McDonnell advises Labour left not to be seen as “shouting from the sidelines”

Elliot Chappell

John McDonnell has urged Labour left members not to let themselves be “portrayed as oppositionists, shouting from the sidelines” and instead “make sure that we win every political debate around the policy issues that we now confront”.

In an interview with Antonello Guerrera of Italian newspaper La Repubblica, the former Shadow Chancellor warned the party’s left flank against allowing itself to become isolated, saying: “We mustn’t alienate people within the party.”

He reminded members that Keir Starmer won the Labour leadership election earlier this year “on the basis of adopting a template policy programme which was drawn from the last two Labour manifestos” in the 2017 and 2019 general elections.

McDonnell said: “The most important thing for the left now is not to allow itself to be portrayed as oppositionists, shouting from the sidelines, shouting through the letterbox, that sort of thing.

“We mustn’t allow ourselves to be isolated or in any way, and we mustn’t alienate people within the party of the majority of the Labour Party members.”

He argued that while most members are “willing to give Keir Starmer a chance to see how we can really keep the party together and develop it”, the majority “don’t want any retreat from the radicalism of Jeremy Corbyn”.

McDonnell also said that some members within the party had been alienated by the leadership’s statements on certain issues that have “not been carefully worded or well chosen”, but said people were not leaving Labour “on any mass scale”.

Starmer faced a backlash earlier this year when he referred to Black Lives Matter as a “moment” in a BBC News interview.

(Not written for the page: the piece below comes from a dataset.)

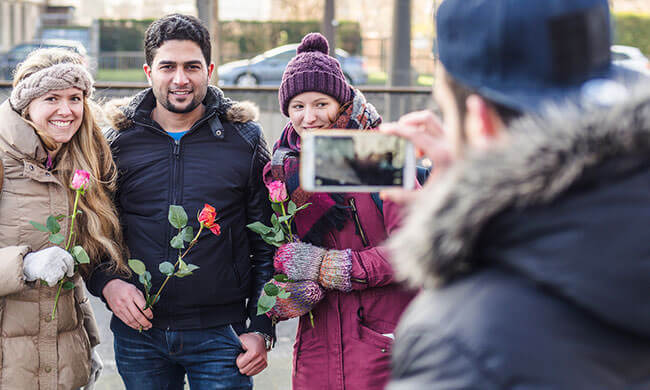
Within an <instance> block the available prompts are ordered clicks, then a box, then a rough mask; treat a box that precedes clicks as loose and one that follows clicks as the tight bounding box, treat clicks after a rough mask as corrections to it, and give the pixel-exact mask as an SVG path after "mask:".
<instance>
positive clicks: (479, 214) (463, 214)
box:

He later said he regretted doing so, and had meant that it was a “defining moment” in race relations.

Commenting on the 2019 general election defeat, the former Shadow Chancellor and Corbyn ally described it as an “electoral setback” but insisted that there had been “significant electoral support for the radical forces”.

The former Shadow Chancellor also commented on the recently published Left Out: The Inside Story of Labour under Corbyn, describing its claims that he argued with the former leader as “rubbish”. He slammed the authors as “gossip columnists”.

Asked why he had not engaged with the writers, he said: “I just ignored them completely because why would I cooperate with the Murdoch press who have been trying to assassinate Jeremy’s character for five solid years? I refused completely!”

McDonnell said it was right that Starmer had visited Jewish community groups after being elected as in April, but added that “Jeremy did the same thing” and said the former Labour leader had an “open door”.

The left figurehead told La Repubblica: “Of course, Keir was right to visit the Jewish organisations! But Jeremy had an open door policy to Jewish organisations and was willing to meet them on whatever basis as well.”

He described Starmer’s side-stepping of the Brexit issue in recent debates as a “good choice” and said the main opposition party should not let the Prime Minister use Brexit as a “smokescreen for his failures on Covid”.

McDonnell also compared Boris Johnson to Donald Trump and said that Johnson’s politics was “proto-fascism”. He added that the world is “in quite a dangerous moment when it comes to the development of the forms of the right”.

The MP for Hayes and Harlington last month praised the new Labour leader’s approach to opposition during the coronavirus pandemic as “exactly right” during a Times Radio interview.

He said: “He’s approached the government in a constructive way – and we’ve got to get through this crisis together – but he can’t help but point out failure after failure. And people are getting pretty angry.”

But the Labour left figure added: “Sometimes I’ll want the party to be a bit more vociferous on some of these things, but that’s a matter of style. As long as we get the point across.”